Our Church’s Journey to Reach Families with Disabilities

Jesus saw people with disabilities. He did more than notice them; he filled his house with them. He instructs us to do the same.

Another way to begin to consider disability in the context of the church is through the parable of the great banquet in Luke 14. Jesus prefaces the parable with an instruction: “But when you give a feast, invite the poor, the crippled, the lame, the blind, and you will be blessed, because they cannot repay you. For you will be repaid at the resurrection of the just.” Then Jesus tells the story of a man who gave a great banquet. When those invited turn down his hospitality, the man instructs his servant to bring in the poor, crippled, blind, and lame that his house might be filled.

 

Many Orthodox Presbyterian churches warmly welcome, encourage, and disciple people and families with disabilities. At Lakeview OPC in Rockport, Maine, we are learning that to minister to families with disabilities, you don’t need to be an expert; you just need a teachable and willing heart.

There is plenty of reading material on disability and the church, with interesting titles like “How Wide Is Your Door?” or “Through the Roof” or “The Inclusive Church.” But it was not reading any of these that set me thinking, or that pushed Lakeview OPC to learn. It was Finley.

Finley is one of God’s precious gifts to our church. He was born twelve years ago, a child of the covenant. His parents and grandparents are believers. He is fourth in a family of six children. At the time of his birth, we did not know there was a problem, but eventually, along with his mom and dad, we learned that the challenges were serious.

Recognized, Loved, and Honored

Around the same time, my own son, Mark, volunteered for one week as a short-term missionary at the Joni and Friends New England Family Retreat (see sidebar on page 8). This retreat provides five days of respite for families who are affected by disability. Each family has at least one companion assigned to them, called a short-term missionary. Mark wasn’t driving yet, so my wife and I went to pick him up at the end of the retreat. We arrived in time for the closing ceremony, walking into a gymnasium with about three hundred people in it. Everywhere I looked, it seemed, there were children with disabilities. Just then, in came Andrew. That year, he was not in his wheelchair. Having just had several surgeries, he was in a kind of small, solid stretcher. He had two buddies assigned to him, and they carried him everywhere as though he was in an old-fashioned sedan chair. Mark later told me that everywhere they went, the buddies would shout, “Make way for the king!” Andrew was grinning a big grin as he came in the room.

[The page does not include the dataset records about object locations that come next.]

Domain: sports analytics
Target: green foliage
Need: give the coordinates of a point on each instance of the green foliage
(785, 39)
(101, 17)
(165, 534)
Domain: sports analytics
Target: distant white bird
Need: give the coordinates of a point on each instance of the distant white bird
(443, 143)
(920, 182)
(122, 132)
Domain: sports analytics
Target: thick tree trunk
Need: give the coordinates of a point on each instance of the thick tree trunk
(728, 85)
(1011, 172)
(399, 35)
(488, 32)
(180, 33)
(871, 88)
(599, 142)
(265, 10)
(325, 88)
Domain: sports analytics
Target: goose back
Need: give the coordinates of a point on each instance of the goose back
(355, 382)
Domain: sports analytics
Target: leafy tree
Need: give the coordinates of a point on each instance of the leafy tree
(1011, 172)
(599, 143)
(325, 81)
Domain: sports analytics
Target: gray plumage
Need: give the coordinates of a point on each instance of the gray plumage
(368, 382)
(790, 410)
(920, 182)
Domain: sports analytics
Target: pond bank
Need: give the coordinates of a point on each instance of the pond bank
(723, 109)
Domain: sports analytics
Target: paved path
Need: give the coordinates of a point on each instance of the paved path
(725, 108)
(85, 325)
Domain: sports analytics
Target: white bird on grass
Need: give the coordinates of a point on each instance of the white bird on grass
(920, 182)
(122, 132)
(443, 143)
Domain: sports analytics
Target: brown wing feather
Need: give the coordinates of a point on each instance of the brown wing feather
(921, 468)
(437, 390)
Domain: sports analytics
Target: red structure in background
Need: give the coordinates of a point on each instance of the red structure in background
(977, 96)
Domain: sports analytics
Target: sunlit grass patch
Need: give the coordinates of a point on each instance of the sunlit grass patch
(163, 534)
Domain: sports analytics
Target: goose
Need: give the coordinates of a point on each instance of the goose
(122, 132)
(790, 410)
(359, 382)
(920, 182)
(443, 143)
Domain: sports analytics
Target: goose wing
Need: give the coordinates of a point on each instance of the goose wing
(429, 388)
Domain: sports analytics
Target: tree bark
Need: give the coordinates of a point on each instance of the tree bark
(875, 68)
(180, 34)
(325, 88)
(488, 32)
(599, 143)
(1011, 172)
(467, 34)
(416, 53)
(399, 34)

Then the slideshow began. As a picture of each child came onto the screen, there were whoops and hollers and cheers. Here were little people, made in the image of God, in a place where they were being celebrated just for being themselves. They were being recognized and loved and honored. They were noticed; not pitied, not mocked, not hidden from sight.

I must tell you that I cried. I didn’t know what to say. And to be frank, I still don’t know what to say.